デヴィッド・ボウイは「すべての若き野郎ども」を楽曲提供したのみならず、プロデュースやバックコーラスでレコーディングに参加もしている。そして、この曲は全英シングル・チャートで最高3位のヒットを記録し、モット・ザ・フープルはもう少しの間、解散しないことになった。全英シングル・チャートには、その後も何曲かがランクインしていた。全米シングル・チャートでは最高37位を記録したこの曲が、モット・ザ・フープルにとって唯一のトップ40ヒットとなっている。

「すべての若き野郎ども」がヒットした後、デヴィッド・ボウイは後にアルバム「アラジン・セイン」に収録される「ドライブ・インの土曜日」もモット・ザ・フープルに提供しようとするのだが、自作曲の「ホナルーチ・ブギ」がヒットしていたこともあり、却下されたようである。

その後、モット・ザ・フープルは「すべての若き野郎ども」に匹敵するレベルのヒット曲は生み出していないが、「ロックンロール黄金時代」などタイトルからして興味をそそられる作品をリリースしたりもして、熱心なファンはひじょうに多い。

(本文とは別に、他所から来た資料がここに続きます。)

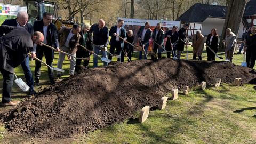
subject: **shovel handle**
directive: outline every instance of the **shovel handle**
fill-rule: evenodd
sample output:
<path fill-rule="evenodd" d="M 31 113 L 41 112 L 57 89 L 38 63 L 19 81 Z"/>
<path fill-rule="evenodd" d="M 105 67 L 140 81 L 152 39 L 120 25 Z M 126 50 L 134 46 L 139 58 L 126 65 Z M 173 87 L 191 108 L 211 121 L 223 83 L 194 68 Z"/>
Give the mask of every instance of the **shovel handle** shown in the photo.
<path fill-rule="evenodd" d="M 46 45 L 46 44 L 44 44 L 44 43 L 42 43 L 42 45 L 45 46 L 46 46 L 46 47 L 48 47 L 48 48 L 52 49 L 52 50 L 54 50 L 54 51 L 56 51 L 56 49 L 55 49 L 54 47 L 52 47 L 52 46 L 49 46 L 49 45 Z M 66 53 L 66 52 L 63 52 L 63 51 L 61 51 L 61 50 L 60 50 L 59 52 L 63 53 L 64 53 L 64 54 L 65 54 L 68 55 L 68 56 L 70 56 L 70 57 L 73 57 L 73 58 L 76 59 L 76 57 L 75 57 L 75 56 L 74 56 L 73 55 L 72 55 L 72 54 L 69 54 L 69 53 Z"/>
<path fill-rule="evenodd" d="M 29 55 L 30 57 L 32 56 L 32 55 L 31 55 L 31 53 L 28 53 L 28 55 Z M 47 63 L 45 63 L 45 62 L 42 61 L 42 60 L 40 60 L 39 59 L 38 59 L 38 58 L 36 58 L 36 57 L 34 57 L 34 59 L 35 59 L 35 60 L 37 60 L 37 61 L 40 61 L 41 63 L 44 63 L 44 65 L 46 65 L 46 66 L 47 66 L 47 67 L 49 67 L 50 68 L 53 69 L 53 68 L 52 68 L 52 67 L 51 67 L 50 66 L 48 65 L 48 64 L 47 64 Z"/>
<path fill-rule="evenodd" d="M 148 56 L 147 55 L 147 53 L 146 53 L 146 51 L 145 51 L 145 49 L 144 49 L 144 47 L 145 46 L 145 45 L 142 45 L 142 42 L 141 42 L 141 40 L 140 40 L 140 44 L 141 45 L 141 46 L 142 46 L 142 50 L 143 51 L 144 51 L 144 54 L 145 54 L 146 55 L 146 58 L 147 58 L 147 59 L 148 59 Z"/>

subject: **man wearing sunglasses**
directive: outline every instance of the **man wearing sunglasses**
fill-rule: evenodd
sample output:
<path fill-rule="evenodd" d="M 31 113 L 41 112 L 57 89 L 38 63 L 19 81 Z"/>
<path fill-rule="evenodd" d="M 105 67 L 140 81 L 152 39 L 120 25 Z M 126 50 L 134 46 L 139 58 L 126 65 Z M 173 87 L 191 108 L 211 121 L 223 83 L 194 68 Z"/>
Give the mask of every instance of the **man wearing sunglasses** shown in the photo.
<path fill-rule="evenodd" d="M 57 51 L 59 51 L 59 45 L 58 41 L 57 29 L 56 26 L 52 23 L 52 14 L 49 12 L 44 12 L 43 14 L 43 20 L 38 20 L 34 23 L 34 30 L 40 31 L 44 34 L 44 39 L 43 43 L 56 48 Z M 49 66 L 52 66 L 52 61 L 54 58 L 54 51 L 51 49 L 44 46 L 37 45 L 36 46 L 36 57 L 42 60 L 44 53 L 46 63 Z M 36 61 L 36 67 L 35 68 L 35 86 L 40 85 L 39 78 L 41 75 L 41 63 Z M 48 68 L 48 76 L 50 82 L 54 84 L 56 82 L 54 78 L 53 70 Z"/>
<path fill-rule="evenodd" d="M 140 29 L 137 32 L 137 36 L 138 38 L 139 43 L 141 46 L 144 45 L 144 50 L 145 53 L 147 54 L 148 46 L 149 46 L 149 39 L 152 36 L 152 30 L 149 28 L 149 22 L 145 22 L 144 26 L 141 26 Z M 143 51 L 140 51 L 140 55 L 139 59 L 140 60 L 142 59 Z M 147 59 L 147 55 L 144 54 L 144 59 Z"/>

スピッツの草野マサムネも2022年7月にはTOKYO FMの番組「SPITZ 草野マサムネロック大陸漫遊記」において、モット・ザ・フープルを特集したりしていた。

ザ・クラッシュの1978年のアルバム「動乱(獣を野に放て)」に収録された「すべての若きパンクスども」はこの曲にインスパイアされていて、日本のロックバンド、THE YELLOW MONKEYが1996年にリリースしたシングル「JAM」は、日本の「すべての若き野郎ども」をイメージしたともいわれている。

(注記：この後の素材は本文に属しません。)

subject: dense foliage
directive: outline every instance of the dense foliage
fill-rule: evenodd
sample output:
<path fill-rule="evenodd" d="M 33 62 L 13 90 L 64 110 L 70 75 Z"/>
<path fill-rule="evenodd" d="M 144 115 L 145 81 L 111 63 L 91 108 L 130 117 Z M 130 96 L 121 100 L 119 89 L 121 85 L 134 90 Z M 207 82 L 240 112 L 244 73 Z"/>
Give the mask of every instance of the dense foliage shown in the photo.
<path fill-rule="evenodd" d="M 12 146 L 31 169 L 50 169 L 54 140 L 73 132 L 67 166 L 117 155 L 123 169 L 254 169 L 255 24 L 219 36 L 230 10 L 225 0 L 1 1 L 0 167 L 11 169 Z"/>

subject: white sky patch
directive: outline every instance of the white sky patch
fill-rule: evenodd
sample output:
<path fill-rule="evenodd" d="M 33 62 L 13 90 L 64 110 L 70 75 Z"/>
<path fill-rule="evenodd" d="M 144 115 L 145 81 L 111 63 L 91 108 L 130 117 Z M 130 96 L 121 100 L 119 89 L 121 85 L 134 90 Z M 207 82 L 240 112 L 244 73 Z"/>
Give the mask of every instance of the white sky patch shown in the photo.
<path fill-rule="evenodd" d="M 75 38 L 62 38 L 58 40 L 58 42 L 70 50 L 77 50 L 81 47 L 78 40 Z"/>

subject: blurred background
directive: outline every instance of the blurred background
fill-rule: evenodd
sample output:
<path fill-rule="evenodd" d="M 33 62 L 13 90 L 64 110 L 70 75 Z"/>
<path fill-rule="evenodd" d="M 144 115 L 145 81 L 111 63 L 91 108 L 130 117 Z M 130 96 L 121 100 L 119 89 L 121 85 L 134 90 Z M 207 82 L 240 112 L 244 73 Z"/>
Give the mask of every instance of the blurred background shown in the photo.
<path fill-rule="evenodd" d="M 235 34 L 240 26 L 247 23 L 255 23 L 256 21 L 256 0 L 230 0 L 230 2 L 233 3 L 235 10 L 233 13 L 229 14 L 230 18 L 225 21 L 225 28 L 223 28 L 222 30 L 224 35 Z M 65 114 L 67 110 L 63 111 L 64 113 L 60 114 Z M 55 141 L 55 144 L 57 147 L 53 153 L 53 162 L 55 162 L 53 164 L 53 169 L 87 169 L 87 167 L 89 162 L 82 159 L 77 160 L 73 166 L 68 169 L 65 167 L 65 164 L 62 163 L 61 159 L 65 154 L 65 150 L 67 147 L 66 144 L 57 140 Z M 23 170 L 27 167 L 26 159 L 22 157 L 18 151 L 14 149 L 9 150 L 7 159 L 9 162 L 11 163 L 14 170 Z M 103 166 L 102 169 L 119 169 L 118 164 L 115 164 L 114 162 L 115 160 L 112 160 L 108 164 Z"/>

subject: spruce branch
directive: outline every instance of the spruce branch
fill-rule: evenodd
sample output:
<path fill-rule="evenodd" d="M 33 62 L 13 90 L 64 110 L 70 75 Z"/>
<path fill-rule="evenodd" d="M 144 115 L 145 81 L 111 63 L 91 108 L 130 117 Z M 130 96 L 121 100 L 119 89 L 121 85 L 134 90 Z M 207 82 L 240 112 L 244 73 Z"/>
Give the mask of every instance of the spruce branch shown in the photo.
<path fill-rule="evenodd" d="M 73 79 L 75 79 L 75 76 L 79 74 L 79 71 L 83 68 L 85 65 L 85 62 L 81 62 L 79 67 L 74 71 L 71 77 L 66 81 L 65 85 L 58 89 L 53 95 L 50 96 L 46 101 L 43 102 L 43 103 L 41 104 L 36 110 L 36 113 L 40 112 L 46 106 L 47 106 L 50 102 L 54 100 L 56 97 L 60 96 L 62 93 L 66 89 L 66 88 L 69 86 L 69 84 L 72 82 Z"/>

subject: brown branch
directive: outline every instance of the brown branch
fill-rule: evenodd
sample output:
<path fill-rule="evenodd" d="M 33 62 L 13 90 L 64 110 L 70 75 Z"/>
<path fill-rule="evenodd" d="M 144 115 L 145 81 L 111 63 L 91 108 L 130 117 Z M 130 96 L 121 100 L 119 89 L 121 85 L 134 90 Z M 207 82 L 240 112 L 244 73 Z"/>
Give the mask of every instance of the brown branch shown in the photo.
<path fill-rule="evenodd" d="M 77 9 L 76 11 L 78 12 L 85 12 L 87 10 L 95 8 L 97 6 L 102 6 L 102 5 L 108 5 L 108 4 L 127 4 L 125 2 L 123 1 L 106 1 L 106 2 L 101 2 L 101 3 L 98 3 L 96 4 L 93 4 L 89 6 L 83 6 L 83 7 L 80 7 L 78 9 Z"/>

1995年に公開されたアリシア・シルヴァーストーン主演のとても良い青春映画「クルーレス」のサウンドトラックにはワールド・パーティーがカバーしたこの曲が使われていたり、2007年に公開されたこれもまたとても良い青春映画「JUNO/ジュノ」のサウンドトラックには、モット・ザ・フープルのこの曲が使われていた。